I picked up a copy of the Chaos Theory demo that everyone has been raving about. It does indeed look like something from the next generation of hardware - natural rock surfaces are impossibly complex and perfectly reflective, running water has a depth and movement I've never seen before, and things are pretty photorealistic all around. So while the game impresses on just about every technical level, it's a bit disheartening to see that not only has the gameplay changed very little since the first Splinter Cell, but that it is largely unaffected by the new coat of paint. I'm not a fan of stealth outside of MGS, so I shouldn't be expected to like Splinter Cell, but everything except the look of the game and some bells and whistles (I can cut through cloth - call the media) felt terribly archaic. The awkward combat view, the unintuitive control scheme, the hit or miss A.I.; these things shouldn't have a place in gaming anymore, and it's frustrating that they're still supported in such a fanatical fashion.

Tech wizardry should remedy this, but it doesn't. Looking at my game collection for games whose graphics greatly improve the gameplay, there are only a handful; most games, even the best ones, rely on a simple gameplay concept built around a character, license or theme. It's rare to see the visual and visceral aspects of a game come together perfectly, and even rarer to see them come together and excel. Let's take a game like Downhill Domination, one of my favorite and most overlooked games this generation. The game succeeds because not only does it feel great and move well, but the visual and technical design of the game (plummeting down obstacle-filled mountains at a ludicrous speed) works perfectly with the gameplay. If you were going any slower, or if things were any less visually clear, it wouldn't be quite the game it is. Splinter Cell typifies the opposite end of the spectrum, where the graphics are great and the gameplay is polished (for what it is), but those things don't have anything to do with one another. Sure, it's nice to be able to see exactly where a shadow begins and ends when you're hiding in it, but that's something that's been standard for a while now, and only improves very minimally.

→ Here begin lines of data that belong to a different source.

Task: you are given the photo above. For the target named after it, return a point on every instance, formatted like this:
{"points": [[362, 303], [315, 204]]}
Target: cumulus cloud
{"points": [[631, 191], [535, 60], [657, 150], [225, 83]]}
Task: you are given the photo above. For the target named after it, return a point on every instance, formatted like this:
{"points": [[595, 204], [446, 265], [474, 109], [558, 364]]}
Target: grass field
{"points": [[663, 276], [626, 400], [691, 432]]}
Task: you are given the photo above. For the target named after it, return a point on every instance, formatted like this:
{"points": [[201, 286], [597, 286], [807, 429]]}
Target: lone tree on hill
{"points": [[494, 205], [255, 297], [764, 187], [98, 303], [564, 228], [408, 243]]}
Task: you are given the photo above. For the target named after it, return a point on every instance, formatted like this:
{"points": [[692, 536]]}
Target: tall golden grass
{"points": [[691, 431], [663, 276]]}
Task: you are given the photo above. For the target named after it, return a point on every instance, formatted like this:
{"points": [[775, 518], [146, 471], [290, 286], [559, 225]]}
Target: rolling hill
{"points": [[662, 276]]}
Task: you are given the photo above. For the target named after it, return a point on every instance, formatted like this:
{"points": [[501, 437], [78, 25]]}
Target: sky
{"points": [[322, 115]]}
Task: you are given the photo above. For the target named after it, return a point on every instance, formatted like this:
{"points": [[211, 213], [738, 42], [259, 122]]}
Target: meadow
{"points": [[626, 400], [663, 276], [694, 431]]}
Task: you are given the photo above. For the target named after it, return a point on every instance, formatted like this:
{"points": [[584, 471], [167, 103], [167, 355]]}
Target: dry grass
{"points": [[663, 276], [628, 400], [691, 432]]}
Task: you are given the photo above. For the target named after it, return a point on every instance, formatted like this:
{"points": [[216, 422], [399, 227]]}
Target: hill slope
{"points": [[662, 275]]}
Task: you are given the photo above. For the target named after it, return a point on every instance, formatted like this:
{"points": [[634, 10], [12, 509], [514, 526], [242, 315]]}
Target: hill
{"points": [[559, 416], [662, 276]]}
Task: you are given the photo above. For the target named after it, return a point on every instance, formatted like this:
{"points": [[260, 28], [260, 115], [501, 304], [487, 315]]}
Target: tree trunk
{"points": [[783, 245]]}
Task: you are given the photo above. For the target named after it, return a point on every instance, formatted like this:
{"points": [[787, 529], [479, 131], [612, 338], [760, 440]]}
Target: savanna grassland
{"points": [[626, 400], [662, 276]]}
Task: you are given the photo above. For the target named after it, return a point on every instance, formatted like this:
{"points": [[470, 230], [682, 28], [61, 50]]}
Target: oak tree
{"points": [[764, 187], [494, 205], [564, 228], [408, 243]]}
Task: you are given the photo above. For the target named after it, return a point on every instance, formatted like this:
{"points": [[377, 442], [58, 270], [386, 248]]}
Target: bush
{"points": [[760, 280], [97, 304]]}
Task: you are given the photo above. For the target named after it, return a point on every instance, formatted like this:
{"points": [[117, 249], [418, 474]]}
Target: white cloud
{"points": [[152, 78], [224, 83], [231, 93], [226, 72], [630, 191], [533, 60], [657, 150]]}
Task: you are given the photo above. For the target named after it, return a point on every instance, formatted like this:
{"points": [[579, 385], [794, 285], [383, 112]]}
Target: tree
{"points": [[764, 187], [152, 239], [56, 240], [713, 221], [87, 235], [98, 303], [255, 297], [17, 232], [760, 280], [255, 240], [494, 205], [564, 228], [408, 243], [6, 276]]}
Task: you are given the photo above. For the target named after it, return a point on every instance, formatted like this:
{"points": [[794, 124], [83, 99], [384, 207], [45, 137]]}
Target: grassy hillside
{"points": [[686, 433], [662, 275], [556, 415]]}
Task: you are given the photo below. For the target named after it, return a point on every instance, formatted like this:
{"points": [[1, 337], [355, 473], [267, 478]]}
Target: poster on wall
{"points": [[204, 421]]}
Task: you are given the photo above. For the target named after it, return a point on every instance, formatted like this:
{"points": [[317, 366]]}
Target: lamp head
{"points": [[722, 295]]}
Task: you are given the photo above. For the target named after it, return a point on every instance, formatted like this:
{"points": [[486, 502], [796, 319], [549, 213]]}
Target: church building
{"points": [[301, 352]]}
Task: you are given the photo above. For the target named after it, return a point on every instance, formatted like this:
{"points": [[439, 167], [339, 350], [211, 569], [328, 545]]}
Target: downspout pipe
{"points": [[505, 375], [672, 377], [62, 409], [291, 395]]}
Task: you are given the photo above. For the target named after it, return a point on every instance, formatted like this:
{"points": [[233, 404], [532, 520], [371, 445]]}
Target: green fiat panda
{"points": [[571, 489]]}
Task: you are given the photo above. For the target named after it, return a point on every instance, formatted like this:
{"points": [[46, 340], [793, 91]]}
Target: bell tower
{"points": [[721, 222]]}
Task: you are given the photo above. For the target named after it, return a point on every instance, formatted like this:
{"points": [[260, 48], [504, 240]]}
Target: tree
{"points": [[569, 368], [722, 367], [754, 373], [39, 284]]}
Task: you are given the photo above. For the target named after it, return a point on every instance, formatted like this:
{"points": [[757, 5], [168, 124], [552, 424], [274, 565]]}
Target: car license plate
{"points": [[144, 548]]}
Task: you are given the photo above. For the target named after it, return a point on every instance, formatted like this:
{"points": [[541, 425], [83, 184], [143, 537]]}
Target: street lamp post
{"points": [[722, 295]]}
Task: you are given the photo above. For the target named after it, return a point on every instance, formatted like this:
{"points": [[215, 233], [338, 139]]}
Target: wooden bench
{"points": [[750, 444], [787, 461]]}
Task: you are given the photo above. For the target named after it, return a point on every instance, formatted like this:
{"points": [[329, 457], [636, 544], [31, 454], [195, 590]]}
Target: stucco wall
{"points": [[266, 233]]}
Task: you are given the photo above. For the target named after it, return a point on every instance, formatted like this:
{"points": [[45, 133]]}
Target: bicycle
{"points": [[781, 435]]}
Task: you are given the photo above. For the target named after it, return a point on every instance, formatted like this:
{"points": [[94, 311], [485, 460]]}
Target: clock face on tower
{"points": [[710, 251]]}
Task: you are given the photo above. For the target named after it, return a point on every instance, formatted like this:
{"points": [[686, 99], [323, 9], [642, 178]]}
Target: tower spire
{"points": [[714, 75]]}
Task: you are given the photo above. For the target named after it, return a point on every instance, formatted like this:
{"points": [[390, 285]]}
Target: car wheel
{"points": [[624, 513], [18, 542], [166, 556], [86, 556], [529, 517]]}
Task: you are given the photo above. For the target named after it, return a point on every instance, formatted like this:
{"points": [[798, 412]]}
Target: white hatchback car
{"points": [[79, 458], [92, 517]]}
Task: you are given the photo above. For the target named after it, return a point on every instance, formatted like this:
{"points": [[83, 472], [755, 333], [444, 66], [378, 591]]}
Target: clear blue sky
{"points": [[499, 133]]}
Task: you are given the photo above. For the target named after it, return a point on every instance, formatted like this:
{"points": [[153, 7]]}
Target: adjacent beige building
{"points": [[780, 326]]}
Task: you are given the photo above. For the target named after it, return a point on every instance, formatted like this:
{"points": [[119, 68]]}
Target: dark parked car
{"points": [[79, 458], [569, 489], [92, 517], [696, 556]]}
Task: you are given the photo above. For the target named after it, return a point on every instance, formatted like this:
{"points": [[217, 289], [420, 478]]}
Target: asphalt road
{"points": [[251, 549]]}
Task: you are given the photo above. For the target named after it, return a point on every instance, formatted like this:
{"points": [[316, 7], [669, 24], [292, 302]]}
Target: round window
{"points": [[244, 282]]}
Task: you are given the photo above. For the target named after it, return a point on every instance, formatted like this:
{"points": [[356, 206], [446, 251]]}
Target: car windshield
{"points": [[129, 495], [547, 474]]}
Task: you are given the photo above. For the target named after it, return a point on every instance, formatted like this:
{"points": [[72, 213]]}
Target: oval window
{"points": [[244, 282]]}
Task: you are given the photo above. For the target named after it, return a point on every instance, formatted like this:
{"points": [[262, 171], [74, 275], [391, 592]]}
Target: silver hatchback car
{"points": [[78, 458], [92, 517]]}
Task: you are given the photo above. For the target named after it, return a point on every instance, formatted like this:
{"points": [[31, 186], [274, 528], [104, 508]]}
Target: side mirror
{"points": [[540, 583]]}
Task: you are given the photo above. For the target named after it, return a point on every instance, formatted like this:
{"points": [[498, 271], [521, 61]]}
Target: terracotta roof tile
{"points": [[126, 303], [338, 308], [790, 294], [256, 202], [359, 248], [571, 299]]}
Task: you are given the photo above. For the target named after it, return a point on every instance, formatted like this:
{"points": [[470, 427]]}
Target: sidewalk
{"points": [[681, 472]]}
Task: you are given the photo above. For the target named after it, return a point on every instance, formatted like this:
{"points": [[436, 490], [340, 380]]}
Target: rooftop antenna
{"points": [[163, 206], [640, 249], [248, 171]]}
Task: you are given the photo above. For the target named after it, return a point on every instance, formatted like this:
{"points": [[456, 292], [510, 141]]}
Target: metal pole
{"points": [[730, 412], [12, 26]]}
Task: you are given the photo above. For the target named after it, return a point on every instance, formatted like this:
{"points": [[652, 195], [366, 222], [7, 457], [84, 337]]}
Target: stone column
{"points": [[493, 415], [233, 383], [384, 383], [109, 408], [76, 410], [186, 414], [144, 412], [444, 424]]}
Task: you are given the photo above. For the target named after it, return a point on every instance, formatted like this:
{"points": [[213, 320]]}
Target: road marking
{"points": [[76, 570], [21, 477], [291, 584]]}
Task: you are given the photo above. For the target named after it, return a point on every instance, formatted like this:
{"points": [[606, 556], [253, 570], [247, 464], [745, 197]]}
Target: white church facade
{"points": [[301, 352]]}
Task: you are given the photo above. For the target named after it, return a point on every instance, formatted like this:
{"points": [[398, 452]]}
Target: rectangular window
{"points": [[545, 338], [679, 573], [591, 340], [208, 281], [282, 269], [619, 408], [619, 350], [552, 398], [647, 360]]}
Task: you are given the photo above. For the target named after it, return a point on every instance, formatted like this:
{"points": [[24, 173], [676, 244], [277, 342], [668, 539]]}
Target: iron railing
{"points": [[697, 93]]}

Starting right about now, the balance between gameplay and graphics will start to see a shift, and I'm hoping we don't end up with too many playable tech demos when all is said and done. I understand the relative plateau of ideas in some of the more overdone genres, but things can still be polished to perfection on the gameplay end. This is more than a graphics versus gameplay issue - it's not comparing and contrasting the two, it's seeing how they work together.